頂点会に弟が来て泊まることは珍しいことではなく、今回もそうだと親は思っていたそうだ。
「昨日からあちこち探してみたが、さっぱりだった。そんなとき彼から誘拐事件が起きていると聞いたんだ」
自警団員から視線を向けられて一礼する。
「町から犯人の特徴が伝わっていると思いますが、それをもとに探して進展はありましたか?」
「君は犯人の特徴を知っているのか?」
「ええ、さらわれかけた子供の保護をしたりと今回のことに少し関わっているんで、その流れで情報が入ってきているんだ」
納得したように自警団員は頷いた。
「冒険者の協力者がいたと町の兵が言っていたな。それで犯人捜しだが聞き込みで少しずつ情報が集まった。それをまとめて、町長のところに団長が行っているんだ。そこで今後の動きが決まるだろう」
「ここの団長はいつ帰ってくるのだろうか?」
ミナの兄が聞き、自警団員はわからないと返す。
「待たせてもらうことは可能か?」
「別にかまわないが、落ち着かないだろうし、ダンジョンでモンスターを殴ってきたらどうだ? それで不安が晴れるとは言わないが、少しは気が紛れるだろう。団長がここを出てそう時間はたっていないし、帰ってくるのもしばらく先になると思う」
ミナの兄は少しだけ考えこんで頷く。
「そうさせてもらおう」
「兄さん。そんなことをやっている場合じゃないと思う」
「そうは言ってもな、彼らの言うように落ち着かない時間を過ごすだけだ。それなら一度ダンジョンに行って戦ってくれば落ち着かない時間はさっさと過ぎていくだろうさ」
ほら行くぞとミナの背を叩いて立ち上がらせる。
俺もダンジョンに行くことにして立ち上がる。
ミストーレ町会の拠点から出て、一緒に転送屋に向かう。
二人は心配から集中しきれないだろうということでいつも戦う階より手前で戦うそうだ。三十階後半をうろつくらしい。

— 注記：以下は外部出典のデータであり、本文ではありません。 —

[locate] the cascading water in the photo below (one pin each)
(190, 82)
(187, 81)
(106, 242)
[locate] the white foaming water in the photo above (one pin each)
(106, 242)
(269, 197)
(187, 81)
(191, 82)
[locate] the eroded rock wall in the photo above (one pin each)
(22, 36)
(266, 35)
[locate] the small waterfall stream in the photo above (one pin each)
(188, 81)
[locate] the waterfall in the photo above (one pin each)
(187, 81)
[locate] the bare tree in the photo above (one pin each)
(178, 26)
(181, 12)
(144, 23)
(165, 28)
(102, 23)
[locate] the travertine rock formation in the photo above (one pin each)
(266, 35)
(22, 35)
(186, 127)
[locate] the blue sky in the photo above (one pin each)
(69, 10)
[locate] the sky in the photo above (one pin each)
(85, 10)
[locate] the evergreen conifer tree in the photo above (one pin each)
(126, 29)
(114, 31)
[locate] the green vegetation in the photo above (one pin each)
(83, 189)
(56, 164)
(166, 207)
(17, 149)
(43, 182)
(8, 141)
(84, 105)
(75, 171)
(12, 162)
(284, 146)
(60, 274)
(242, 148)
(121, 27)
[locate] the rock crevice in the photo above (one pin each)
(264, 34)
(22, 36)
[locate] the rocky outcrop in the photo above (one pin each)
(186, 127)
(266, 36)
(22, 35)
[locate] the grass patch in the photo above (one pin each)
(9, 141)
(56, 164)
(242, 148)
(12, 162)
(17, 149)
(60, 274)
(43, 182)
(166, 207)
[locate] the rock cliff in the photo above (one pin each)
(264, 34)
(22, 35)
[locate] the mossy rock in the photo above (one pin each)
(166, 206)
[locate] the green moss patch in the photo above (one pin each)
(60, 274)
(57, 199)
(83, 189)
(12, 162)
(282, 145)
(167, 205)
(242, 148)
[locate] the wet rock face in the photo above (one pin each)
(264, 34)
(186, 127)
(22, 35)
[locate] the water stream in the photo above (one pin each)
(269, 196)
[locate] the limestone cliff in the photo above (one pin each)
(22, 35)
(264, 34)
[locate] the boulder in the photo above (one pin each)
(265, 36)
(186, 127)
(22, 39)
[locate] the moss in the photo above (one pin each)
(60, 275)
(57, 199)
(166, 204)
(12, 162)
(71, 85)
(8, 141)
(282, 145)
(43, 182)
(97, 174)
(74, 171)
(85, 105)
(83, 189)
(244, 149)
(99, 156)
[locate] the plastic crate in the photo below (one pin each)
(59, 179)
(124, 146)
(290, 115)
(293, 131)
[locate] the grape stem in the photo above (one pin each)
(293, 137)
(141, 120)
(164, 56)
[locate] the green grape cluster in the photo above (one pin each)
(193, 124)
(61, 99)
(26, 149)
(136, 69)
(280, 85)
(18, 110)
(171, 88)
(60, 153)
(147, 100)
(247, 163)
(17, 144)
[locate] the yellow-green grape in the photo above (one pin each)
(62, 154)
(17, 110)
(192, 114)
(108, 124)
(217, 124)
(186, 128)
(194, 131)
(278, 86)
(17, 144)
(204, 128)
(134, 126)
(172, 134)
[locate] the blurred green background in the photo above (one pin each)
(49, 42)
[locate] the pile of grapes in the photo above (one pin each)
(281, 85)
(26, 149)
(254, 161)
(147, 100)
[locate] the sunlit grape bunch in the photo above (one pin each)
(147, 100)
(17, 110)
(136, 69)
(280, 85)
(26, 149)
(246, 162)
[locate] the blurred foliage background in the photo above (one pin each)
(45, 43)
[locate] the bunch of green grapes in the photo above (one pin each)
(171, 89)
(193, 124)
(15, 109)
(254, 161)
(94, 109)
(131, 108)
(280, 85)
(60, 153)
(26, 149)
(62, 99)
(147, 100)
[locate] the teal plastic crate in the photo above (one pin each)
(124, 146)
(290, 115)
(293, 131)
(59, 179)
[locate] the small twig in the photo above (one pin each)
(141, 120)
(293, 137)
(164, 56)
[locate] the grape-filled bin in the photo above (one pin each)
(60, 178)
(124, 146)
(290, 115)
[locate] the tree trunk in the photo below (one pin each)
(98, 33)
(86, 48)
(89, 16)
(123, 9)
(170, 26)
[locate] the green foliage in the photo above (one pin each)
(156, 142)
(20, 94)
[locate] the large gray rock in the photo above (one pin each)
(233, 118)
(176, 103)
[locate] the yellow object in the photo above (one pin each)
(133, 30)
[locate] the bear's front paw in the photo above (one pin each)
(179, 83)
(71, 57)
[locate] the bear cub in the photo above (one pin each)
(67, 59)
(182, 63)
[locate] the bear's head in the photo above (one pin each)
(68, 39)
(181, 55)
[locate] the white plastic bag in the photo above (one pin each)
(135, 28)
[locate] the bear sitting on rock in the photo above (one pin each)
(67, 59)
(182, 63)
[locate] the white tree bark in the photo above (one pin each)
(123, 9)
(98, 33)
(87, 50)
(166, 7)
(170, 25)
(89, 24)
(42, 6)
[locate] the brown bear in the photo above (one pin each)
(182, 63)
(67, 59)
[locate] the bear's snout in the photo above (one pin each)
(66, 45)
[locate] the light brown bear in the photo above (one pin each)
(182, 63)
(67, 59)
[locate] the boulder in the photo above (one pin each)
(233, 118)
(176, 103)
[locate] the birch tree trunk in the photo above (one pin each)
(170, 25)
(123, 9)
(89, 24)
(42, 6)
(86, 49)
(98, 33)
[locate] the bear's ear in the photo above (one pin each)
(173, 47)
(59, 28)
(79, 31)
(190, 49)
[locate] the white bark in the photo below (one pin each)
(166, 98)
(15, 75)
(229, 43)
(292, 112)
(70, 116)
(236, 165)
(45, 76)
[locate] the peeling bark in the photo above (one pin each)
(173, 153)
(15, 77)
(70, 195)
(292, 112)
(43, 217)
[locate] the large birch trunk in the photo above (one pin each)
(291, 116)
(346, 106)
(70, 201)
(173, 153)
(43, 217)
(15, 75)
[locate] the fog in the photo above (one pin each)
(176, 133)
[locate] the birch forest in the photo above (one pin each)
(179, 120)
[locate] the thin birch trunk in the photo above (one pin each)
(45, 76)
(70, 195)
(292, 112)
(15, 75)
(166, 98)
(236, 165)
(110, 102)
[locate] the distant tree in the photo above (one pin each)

転移していった二人を見送り、俺も十五階に送ってもらう。
十七階までさっさと行って、二体や三体でいるファイトモンキーと戦っていく。
そうして昨日より少しだけ早めに切り上げてダンジョンを出る。その足でミストーレ町会に向かう。
「こんにちは」
「おや、朝の」
「どうも。団長さんは戻ってきました?」
「ああ、昼くらいに戻ってきた。犯人の拠点らしきところをいくつか目星をつけて、兵と協力して探しに行っている。あの二人も一緒だよ」
弟が心配で昼には切り上げたのか。
「人形劇をやっていた人の目撃情報はそれなりにあったみたいですね」
「そうらしい。町のあちこちで目撃されていたみたいだ。目的の子供を連れ去るためあちこちに行っていたんだろうな」
話していると背後から失礼と声をかけられる。
振り返ると三十歳くらいの男とミナたちがいた。
俺が邪魔になって入れなかったか。一言詫びて端に避ける。